Howard war Mitte fünfzig, stark übergewichtig, eine wandelnde Garantie für einen Herzinfarkt und fühlte sich wie ende sechzig, was jedoch nichts mit dem Befund der Ärzte zu tun hatte, im Gegenteil, er freute sich über perfide Weise auf seinen baldigen Tod.
Das Leben hat ihm schon lange nichts mehr geboten, nach dem Tod seiner Frau schien ihm nichts mehr Freude zu bereiten und nur noch das Gefühl zu vermitteln, in einer Endlosschleife voller Monotonie zu hängen.
Die junge Schwester, die ihm die Diagnose als erstes mitteilte (und verdammt sexy bei der Todesbotschaft rüber kam, wie er sich erinnerte) sagte ihm, dass die Metastasen in seiner Lunge bereits im Endstadium seien und er sich darauf einstellen sollte, nur noch einige Wochen zu haben, im besten Falle etwas mehr als ein Monat.
Nun saß er dort, in seiner heruntergekommenen Wohnung, die er seit Emmy´s Tod, welcher bereits einige Jahre zurück liegt, nicht mehr bewusst geputzt hat und mit der Sicherheit des baldigen Endes vor Augen, wie ein Sportschütze seine Zielscheibe, auch nicht mehr vor hatte zu reinigen.

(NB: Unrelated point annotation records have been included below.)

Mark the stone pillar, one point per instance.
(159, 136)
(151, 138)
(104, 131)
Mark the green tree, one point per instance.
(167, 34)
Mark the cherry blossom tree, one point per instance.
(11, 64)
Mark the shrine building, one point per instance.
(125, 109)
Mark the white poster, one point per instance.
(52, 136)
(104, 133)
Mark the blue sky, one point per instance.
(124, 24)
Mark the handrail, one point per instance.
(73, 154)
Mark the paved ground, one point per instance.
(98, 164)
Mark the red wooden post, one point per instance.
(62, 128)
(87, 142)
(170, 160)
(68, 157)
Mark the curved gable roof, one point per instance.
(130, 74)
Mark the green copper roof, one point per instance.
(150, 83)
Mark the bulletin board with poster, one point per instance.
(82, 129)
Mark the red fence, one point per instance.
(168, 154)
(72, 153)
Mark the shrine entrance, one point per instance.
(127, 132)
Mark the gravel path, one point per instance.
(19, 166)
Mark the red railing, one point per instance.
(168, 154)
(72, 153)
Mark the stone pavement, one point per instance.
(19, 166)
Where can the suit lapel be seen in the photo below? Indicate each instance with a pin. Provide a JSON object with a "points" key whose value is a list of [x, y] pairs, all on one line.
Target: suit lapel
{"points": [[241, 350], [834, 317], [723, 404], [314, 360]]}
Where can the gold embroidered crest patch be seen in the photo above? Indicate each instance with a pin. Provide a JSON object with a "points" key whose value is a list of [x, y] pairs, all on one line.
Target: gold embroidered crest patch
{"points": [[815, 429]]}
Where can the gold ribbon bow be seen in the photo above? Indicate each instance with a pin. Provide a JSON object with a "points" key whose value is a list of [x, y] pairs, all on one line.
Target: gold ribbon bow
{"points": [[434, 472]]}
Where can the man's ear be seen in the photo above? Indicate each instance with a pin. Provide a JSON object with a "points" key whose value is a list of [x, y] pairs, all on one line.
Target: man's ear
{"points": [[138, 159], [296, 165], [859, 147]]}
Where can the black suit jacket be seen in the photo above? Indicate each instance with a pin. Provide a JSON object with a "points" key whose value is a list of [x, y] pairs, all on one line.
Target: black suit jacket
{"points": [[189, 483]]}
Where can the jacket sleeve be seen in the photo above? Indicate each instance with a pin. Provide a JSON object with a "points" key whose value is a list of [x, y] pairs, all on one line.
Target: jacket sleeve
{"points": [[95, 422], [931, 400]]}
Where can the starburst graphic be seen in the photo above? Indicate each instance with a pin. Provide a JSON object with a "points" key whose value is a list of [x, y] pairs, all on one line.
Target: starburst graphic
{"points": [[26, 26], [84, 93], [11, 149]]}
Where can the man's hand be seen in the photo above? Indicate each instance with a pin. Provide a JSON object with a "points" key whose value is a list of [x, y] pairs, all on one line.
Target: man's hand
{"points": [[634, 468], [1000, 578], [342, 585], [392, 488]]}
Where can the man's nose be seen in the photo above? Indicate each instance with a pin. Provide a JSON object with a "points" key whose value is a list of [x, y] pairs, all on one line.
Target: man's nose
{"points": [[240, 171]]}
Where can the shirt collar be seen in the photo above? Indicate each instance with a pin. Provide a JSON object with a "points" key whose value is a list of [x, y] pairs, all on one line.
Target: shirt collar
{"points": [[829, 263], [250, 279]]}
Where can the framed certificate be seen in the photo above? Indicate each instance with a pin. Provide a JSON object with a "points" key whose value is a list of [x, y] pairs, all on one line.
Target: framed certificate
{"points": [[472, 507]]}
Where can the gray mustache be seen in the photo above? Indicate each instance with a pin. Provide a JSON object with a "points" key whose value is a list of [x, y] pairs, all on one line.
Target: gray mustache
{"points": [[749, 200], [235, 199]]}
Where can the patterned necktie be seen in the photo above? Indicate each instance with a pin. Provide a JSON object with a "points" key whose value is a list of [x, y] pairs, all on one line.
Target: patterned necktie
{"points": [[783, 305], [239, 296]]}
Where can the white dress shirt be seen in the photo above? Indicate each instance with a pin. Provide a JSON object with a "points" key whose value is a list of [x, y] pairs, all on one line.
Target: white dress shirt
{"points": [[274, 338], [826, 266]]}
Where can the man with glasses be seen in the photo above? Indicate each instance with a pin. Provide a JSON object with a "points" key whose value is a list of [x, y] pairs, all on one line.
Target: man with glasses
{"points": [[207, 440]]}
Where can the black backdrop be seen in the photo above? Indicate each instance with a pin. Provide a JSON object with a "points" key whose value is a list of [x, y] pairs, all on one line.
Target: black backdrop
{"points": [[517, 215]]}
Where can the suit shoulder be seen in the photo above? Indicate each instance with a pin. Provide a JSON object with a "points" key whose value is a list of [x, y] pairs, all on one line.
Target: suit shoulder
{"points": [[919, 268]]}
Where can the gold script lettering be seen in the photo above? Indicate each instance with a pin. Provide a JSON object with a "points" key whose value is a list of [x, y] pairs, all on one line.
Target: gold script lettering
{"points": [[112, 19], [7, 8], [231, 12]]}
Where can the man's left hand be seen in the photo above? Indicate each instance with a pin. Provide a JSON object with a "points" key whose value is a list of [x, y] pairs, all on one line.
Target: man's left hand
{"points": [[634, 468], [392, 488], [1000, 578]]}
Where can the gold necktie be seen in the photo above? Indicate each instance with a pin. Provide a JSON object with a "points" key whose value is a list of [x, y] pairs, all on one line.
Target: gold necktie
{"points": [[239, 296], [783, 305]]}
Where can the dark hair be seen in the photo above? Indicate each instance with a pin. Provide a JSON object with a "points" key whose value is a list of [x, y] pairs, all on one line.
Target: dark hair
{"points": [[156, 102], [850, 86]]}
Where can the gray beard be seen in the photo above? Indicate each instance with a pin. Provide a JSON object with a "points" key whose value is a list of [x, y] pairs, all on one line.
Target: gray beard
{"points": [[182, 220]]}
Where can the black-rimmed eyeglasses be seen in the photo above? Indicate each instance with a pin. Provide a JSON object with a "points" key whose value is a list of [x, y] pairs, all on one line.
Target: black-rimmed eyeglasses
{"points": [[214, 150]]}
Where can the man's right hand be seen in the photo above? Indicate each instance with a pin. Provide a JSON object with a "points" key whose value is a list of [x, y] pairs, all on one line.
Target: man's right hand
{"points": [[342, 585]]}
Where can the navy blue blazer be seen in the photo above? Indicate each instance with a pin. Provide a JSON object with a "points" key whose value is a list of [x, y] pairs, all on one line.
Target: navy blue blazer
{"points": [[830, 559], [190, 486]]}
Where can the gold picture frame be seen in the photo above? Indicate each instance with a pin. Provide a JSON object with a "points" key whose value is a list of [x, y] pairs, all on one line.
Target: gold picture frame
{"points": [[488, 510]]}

Er wischte sich mit seiner linken Pranke über die verschwitzte Glatze, während er mit der rechten monströsen Hand eine Kippe aus einer fast leeren Lucky Strike Packung zog, die auf dem Küchentisch lag, sich in den Mundwinkel steckte und sie freudig ansteckte, wie ein kleines Kind eine Wunderkerze.
Er versank in Gedanken, während er genüsslich an seiner Zigarette zog.
Einige Wochen sagte die kleine Schnalle, willst du´s wirklich noch solang machen alter Mann? Wieso nicht schon mal ein bisschen vorgreifen und dem Krebs den Nährboden nehmen?
Der Gedanke an Suizid beunruhigte ihn mehr, als die Tatsache, dass sich in seinem inneren ein Geschwür befand, welches so rasend expandierte wie das Universum.
Er nahm einen langen Zug von seiner Kippe und drückte sie im randvollen Aschenbecher, der einem Igel ähnelte aus.
Er war müde und antriebslos. Kein Feuer brannte mehr in ihm, nicht wie vor vielen Jahren, als er Emmy kennen lernte und er das Gefühl hatte, den Sinn des Lebens entdeckt zu haben.
Alles um ihn herum schien nur noch eine schwammige Fassade zu sein, hinter der sich die Hässlichkeit des Lebens versteckte. Er erhob seinen wuchtigen Körper vom klapprigen Küchenstuhl (Gott allein weiß wie dieser Stuhl das Gewicht all die Jahre aushalten konnte, ohne zu kapitulieren), um die anstrengende Reise Richtung Minibar im Wohnzimmer auf sich zu nehmen. Fettringe tanzten auf seinem freiliegenden Bauch auf und ab, so stetig wie das kommen und gehen der Flut.
Nachdem er den Marathonlauf ins Wohnzimmer (es ähnelte eigentlich eher einem Schlachtfeld mit Tendenz zu einer Müllhalde, als einem Wohnzimmer) hinter sich gebracht hatte, stürzte er sich begierig auf die Kommode mit ihrem wertvollen Inhalt.
Er musste nicht schauen wohin er griff, es war so fest verankert und einstudiert wie ein Auftritt des Starlight Express.
Mit Leichtigkeit angelte er zwei Flaschen gleichzeitig hinaus, eine Pulle Jacky und eine Flasche alten Scotch. Howard Bradley hatte nie einen guten Geschmack für Mode, Kunst oder anderen kulturellen Kram, zumindest keinen, der Alltags tauglich war, aber in Sachen Alkohol kannte er sich besser aus als Mr. Scott in seiner Enterprise.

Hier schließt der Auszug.